Мы в ужасе посмотрели друг на друга: кто их знает, Марсиания с Луизой, вдруг они под шумок нашу одежду стянули, и стоим мы теперь на крыше стоэтажэного небоскрёба, Единым Офисным Зданием именуемого, голые и беззащитные. Но нет. Вся одежды была на месте. Даже Лесин чей-то незнакомый лифчик на себя нацепил, для красоты.
– Вы почему так варварски нарушаете общепринятый дресс-код? – мягко спросил добрый полицейский, – Может быть, вы заболели?
– Очень, очень заболели! – зацепился за эту идею Лесин, – Шли в кабак, да заплутали.
– Куда вы шли? – переспросили громилы.
– Ну, это, в помещение, где деловые работники принимают рабочие бизнес-ланчи, – перевела на деловой язык Лукас. – Мы ведь работники. Работаем на работе работниками. Зарабатываем заработную плату…
– А, так вы из ударников капиталистического труда? – уважительно промолвил добрый полицейский. – Долго ли ваши товарищи будут пребывать в добровольном затворничестве, перевыполняя заветы великого Маркса?
– Кого? – переспросили мы хором.
– Петра Петровича Маркса, нашего вождя и учителя, – подобострастно сверкнул белоснежными зубами добрый полицейский. – Совсем вы оглохли, бедняжки.
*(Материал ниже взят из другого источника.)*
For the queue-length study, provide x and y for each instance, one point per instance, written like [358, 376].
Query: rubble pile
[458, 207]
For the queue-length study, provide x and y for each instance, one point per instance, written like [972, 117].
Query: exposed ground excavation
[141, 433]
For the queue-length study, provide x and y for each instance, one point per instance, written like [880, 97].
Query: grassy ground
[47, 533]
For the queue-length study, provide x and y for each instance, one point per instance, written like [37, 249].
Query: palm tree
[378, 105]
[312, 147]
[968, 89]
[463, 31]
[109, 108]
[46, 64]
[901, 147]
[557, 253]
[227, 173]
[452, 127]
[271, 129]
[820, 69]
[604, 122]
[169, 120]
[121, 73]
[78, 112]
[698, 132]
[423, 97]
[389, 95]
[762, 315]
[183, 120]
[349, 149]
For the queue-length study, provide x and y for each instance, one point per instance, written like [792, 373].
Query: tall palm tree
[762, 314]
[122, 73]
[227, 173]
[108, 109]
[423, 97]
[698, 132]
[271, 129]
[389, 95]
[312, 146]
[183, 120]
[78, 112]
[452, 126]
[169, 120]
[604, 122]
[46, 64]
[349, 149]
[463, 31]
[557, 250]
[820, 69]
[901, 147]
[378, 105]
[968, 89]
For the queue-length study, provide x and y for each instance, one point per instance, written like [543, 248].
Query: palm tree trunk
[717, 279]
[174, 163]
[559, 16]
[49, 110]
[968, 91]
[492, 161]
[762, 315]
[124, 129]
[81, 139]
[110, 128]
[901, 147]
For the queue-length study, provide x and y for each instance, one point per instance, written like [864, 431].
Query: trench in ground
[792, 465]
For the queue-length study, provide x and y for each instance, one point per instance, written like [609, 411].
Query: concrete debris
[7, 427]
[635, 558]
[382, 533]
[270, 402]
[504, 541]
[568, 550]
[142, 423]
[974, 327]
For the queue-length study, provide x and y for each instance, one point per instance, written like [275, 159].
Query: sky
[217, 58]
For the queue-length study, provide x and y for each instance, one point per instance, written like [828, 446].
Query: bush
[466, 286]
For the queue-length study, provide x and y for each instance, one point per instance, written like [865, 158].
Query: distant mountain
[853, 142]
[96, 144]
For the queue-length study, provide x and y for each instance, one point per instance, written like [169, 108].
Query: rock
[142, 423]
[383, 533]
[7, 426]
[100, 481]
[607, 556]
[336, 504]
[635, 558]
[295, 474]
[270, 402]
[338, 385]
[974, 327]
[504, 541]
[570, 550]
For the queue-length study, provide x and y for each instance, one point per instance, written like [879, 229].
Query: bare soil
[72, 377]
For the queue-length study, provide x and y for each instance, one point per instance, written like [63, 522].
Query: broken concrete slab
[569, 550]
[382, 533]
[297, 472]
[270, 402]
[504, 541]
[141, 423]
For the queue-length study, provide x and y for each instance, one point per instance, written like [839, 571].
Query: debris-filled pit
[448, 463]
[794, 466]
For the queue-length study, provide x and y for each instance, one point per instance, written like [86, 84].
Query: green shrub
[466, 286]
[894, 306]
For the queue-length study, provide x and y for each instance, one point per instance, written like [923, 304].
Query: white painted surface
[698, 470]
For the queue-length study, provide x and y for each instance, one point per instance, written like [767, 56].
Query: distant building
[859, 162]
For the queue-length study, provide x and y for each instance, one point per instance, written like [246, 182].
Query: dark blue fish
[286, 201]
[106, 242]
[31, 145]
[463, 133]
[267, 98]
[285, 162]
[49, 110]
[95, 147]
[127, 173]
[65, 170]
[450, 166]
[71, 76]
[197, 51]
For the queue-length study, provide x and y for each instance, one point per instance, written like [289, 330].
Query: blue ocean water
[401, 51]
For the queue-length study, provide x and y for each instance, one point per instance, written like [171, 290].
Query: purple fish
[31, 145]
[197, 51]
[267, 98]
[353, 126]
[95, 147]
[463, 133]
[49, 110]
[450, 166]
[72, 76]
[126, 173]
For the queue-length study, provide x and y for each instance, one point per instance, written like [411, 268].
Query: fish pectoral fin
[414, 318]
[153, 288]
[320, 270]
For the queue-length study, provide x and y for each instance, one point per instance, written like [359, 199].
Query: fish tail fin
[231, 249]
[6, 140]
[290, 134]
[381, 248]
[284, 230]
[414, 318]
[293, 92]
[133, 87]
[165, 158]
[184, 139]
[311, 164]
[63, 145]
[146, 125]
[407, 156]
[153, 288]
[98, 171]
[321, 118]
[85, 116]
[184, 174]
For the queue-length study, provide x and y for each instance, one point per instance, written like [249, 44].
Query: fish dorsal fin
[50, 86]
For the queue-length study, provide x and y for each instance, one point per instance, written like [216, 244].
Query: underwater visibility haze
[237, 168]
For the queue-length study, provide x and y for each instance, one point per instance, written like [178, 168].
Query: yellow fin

Нельзя же так себя изнурять! И то – я бы не смог пять лет работать по 24 часа в сутки без выходных и отпусков.
– Хотя, конечно, мы берём на себя повышенные обязательства, на вас глядючи, – наступил ему на ногу злой полицейский.
«Хе-хе, – подумали мы. – Врёте, бездельники, сидите тут, на крыше, балду пинаете, бедных курильщиков гоняете!» Но вслух, конечно, не сказали. Вслух мы сказали – ну, вы уже догадываетесь, что.
– А, так это на пятом уровне третьего корпуса блока бэ, – улыбнулся добрый полицейский. – Мы бы и сами с вами выпили, но нельзя – нам бы ещё три дня продержаться, пока нас сменят.
– Ничего себе! Три дня без отдыха! – с уважением сказала Лукас.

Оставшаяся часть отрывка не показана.